When you join your own family business, you typically don’t have to grapple with differences in culture, behavior standards, and values, since they are already established at the level of the family. As an in-law, you are coming in without that shared foundation. In my case, this was particularly pronounced because my father-in-law immigrated from Japan in his 30’s while I immigrated from Russia in my early teens. So on top of the unavoidable generation gap and the typical challenges of succession, we had significant cultural differences as well. The combination of these factors made the business relationship very challenging and at several time points, I came close to leaving the business. However, in spite of the tribulations, we made it work for 20 years. I believe that what made it possible is that my father-in-law and I both placed a lot of value on maintaining our strong relationship as a family. We also both have genuine passion for the business. Therefore, there was a sense that we just have to make it work for the sake of the family and the business. My mother-in-law and our fantastic family business advisor also helped significantly to ride out the storms.
What helped you find your footing or voice as an in-law in a legacy enterprise?
When you own a P&L, it becomes very clear if you are delivering or not. There can be a lot of noise about a variety of issues, but at the end of the day, you can just point to your numbers. That gives you credibility and leverage. Even as a family member, you are an employee so the family and/or the Board ask the same questions as an employer would. Are you an asset to the business? What happens if you leave? Should the company stretch to retain you? Of course, this alone is not enough. The final decision-maker (be it the majority shareholder or the Board) has to care about these questions and approach them rationally, while in many family businesses, emotions can take over. I’ve been fortunate that my father-in-law was very level-headed even when things got tough.
What advice would you offer to students or young alumni preparing to work with — or marry into — a family business?

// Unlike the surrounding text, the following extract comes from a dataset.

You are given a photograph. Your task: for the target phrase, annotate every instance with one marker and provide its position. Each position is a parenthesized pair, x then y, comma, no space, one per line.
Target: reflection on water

Know what you are getting yourself into! You need to come in with clear expectations about the challenges that mixing business and family typically present. Know that it will not be easy and be clear about the trade-offs: family businesses offer significant advantages in terms of leadership opportunities and other factors, but they come with emotional costs and risks for your family relationships. By recognizing this, you can also be proactive about managing your career in a family business. Clearly define roles and responsibilities, capture all agreements in writing, insist on engaging a family coach who can step in at times of conflict, utilize your Board, and agree on what the off-ramp would look like if things don’t work out. In addition, work on managing your own emotions, resist firing back even when you feel provoked, and take the higher ground whenever possible.
What’s one mindset or habit that has helped you thrive in this space — professionally or personally.
On the advice of a mentor early in my career, I adopted the principle of “family before business” and was able to effectively partition the two in my head. My father-in-law shared this mindset which was crucial. Therefore, even when things got tense in the business, we would still break bread as a family, spend Thanksgiving together, and go on our annual family vacation. Not letting conflicts in the business interfere with family relations is challenging but I believe that it is one of the most important challenges to overcome so as to ensure the success of the family and the business.